Cuentos de la colonia surrealista
Mercado ambulante
Cerca de mi casa, a dos calles para ser exactos, cada sábado se coloca un mercado ambulante.
Es pequeño. No tendrá una extensión mayor a los 70 metros, pero es uno de los mercados más ricos en variedad (que no en calidad) de mercancías que exista en la ciudad y, probablemente, en el país, pudiendo uno encontrar en él desde los típicos puestos de venta de ropa o fruta, hasta los puestos donde pueden adquirirse peces dorados, maletas viejas, tornillos sueltos o cucharas de ésas soperas que tanto se usan en las recetas de cocina. Hay incluso un vendedor de historias.
En un espacio que no excede los dos metros cuadrados, justo en medio del puesto de vendedor de piñas y el de miniaturas en barro, hay acomodado frente a una pequeña mesa, sentado en una silla, un muchacho que anuncia su negocio al paseante que repare en él. Sobre la mesa tiene un cartelito apenas visible que indica los precios de las historias que vende, que van desde un peso hasta las cifras más grandes que uno pueda imaginar.
Así pues, una historia de terror no valdrá lo mismo que una de amor, o una destinada a que los pequeños hagan sus deberes o a que imaginen aventuras donde salven al mundo.
Tampoco cuesta lo mismo una historia que ha tenido que cruzar los mares, sorteando diversos peligros porque ha sido traída desde, digamos Tailandia, a otra que sea inventada justo en el momento.
Hay historias para grandes y pequeños, alegres y trágicas, con humor y serias, largas y cortas. Incluso vende historias con dragones adentro.
Naturalmente, y esto es algo muy triste, su puesto se encuentra casi siempre vacío. Los días de mercado se hicieron para comprar cosas necesarias o para comprar curiosidades que puedan presumirse a los familiares y amigos: una lámpara, un pollito, un reloj de madera. Pero no para comprarse algo tan inútil como una historia sacada de quién sabe dónde y depositada luego en el oído.
Y es que así es como el vendedor de historias entrega sus pedidos. Elige las historias minuciosamente de entre las miles de opciones que tiene a su alcance y, procurando elegir las palabras más acertadas, a veces tajantes y a veces melódicas, las deposita suavemente en el oído del comprador que marcha feliz, degustando las palabras recién recibidas y la historia que éstas narran.
El vendedor de historias no ha mucho tiempo que decidió emprender esta actividad sabatina. Si bien no tiene absolutamente nada de competencia, tampoco podemos decir que se trate de un negocio lucrativo. Sin embargo, al ser algo que le apasiona, era algo que tenía que hacer, se dice, y la sonrisa con la que pacientemente ve desfilar frente a su puesto, cada sábado, a mercaderes y compradores, refleja que la falta de clientes no le afecta en lo más mínimo.
Creció escuchando y leyendo historias del Medio Oriente que repetían una y otra vez la existencia de un oficio que jamás ha visto en su país: el de los hakawati o contadores de historias.

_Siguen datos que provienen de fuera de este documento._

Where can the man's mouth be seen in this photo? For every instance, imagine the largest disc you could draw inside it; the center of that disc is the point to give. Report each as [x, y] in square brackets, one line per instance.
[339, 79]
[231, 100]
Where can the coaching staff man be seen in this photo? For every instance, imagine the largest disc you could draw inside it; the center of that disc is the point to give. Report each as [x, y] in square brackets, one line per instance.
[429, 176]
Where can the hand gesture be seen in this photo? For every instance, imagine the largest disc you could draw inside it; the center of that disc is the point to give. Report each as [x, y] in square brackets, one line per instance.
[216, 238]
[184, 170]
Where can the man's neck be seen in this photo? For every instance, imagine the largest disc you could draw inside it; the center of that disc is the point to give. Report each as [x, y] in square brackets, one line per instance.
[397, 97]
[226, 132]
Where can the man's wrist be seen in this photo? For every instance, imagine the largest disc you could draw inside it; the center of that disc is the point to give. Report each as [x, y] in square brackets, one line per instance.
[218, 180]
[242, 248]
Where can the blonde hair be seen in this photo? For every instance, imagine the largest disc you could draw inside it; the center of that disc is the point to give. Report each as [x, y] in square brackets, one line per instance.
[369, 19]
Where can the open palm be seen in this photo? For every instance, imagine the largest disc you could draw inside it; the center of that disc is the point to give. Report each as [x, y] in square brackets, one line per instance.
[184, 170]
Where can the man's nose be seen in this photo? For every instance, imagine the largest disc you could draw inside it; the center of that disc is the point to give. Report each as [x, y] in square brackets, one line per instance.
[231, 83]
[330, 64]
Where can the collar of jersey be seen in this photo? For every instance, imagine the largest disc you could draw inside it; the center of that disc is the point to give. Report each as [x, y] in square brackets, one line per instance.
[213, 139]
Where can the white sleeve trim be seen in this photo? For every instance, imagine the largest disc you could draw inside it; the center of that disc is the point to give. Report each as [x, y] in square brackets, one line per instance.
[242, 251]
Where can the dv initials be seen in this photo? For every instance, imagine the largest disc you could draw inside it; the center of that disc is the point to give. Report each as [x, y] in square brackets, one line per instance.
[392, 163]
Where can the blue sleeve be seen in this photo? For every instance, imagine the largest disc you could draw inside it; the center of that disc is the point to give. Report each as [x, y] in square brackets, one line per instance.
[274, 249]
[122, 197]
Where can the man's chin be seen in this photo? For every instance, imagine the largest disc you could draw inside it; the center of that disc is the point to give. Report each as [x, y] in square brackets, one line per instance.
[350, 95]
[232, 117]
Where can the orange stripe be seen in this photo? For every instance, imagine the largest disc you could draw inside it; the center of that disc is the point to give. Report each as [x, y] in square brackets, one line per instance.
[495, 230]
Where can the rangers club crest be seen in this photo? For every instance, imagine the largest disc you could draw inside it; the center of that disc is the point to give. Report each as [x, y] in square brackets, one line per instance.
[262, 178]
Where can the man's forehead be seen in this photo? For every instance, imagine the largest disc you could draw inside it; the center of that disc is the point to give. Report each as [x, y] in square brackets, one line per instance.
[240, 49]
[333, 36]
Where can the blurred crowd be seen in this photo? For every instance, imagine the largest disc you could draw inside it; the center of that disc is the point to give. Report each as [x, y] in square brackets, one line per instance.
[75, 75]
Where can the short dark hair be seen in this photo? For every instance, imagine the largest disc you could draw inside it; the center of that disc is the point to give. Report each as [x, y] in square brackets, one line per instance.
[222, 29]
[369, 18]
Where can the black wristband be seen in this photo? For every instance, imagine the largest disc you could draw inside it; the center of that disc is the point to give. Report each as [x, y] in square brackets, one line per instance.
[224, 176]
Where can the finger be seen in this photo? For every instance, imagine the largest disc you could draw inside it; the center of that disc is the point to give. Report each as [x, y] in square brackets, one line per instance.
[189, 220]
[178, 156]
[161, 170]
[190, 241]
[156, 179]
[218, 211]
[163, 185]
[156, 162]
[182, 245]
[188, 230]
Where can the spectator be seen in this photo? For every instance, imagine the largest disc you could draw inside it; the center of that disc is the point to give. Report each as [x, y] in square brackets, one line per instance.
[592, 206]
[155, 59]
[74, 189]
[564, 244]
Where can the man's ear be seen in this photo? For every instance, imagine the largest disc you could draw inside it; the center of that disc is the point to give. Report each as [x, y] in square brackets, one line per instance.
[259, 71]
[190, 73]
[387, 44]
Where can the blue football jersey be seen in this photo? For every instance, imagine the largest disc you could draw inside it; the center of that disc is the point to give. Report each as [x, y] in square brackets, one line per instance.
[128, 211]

Al parecer, en estos relatos, todos los días de mercado, a determinada hora, en la plaza principal acude el hakawati, anuncia su presencia a cuanto transeúnte pase por allí y comienza a contar alguna historia fantástica llena de emociones. Una vez iniciada la narración la gente detiene sus pasos y actividades y rodean al contador de historias para escuchar embelesados sus narraciones; mismas que pueden repetirse día a día o contarse una única vez, pero lo cierto es que, sea como sea, el resultado siempre es el mismo: por un lado el éxtasis de los oyentes que sienten las historias como caricias balsámicas en el alma, y por el otro, el reconocimiento del hakawati como un ser muy importante y especial.
De ahí tomó pues la idea el vendedor de historias que, entusiasmado, puso su modesto puesto en el mercado sabatino. No contaba con que la cultura del Medio Oriente y la local distan mucho de ser similares y, por tanto, el negocio no ha ido como le gustaría.
Aunque no es nada halagüeña, ésta es su historia y no pierde en ningún momento la esperanza. Yo lo sé, porque él mismo me lo dijo al detenerme frente a su mesa y pedirle que me contara su historia; cosa que hizo con suma alegría, depositándola delicadamente en mi oído.
Al sacar mi billetera para pagarle, me detuvo en seco con un gesto que no admitía réplica alguna. Lleno de gratitud me explicó que por tratarse de su primer cliente dicha historia era cortesía de la casa.
– Yo invito – me dijo mientras una gran y sincera sonrisa iluminaba su rostro.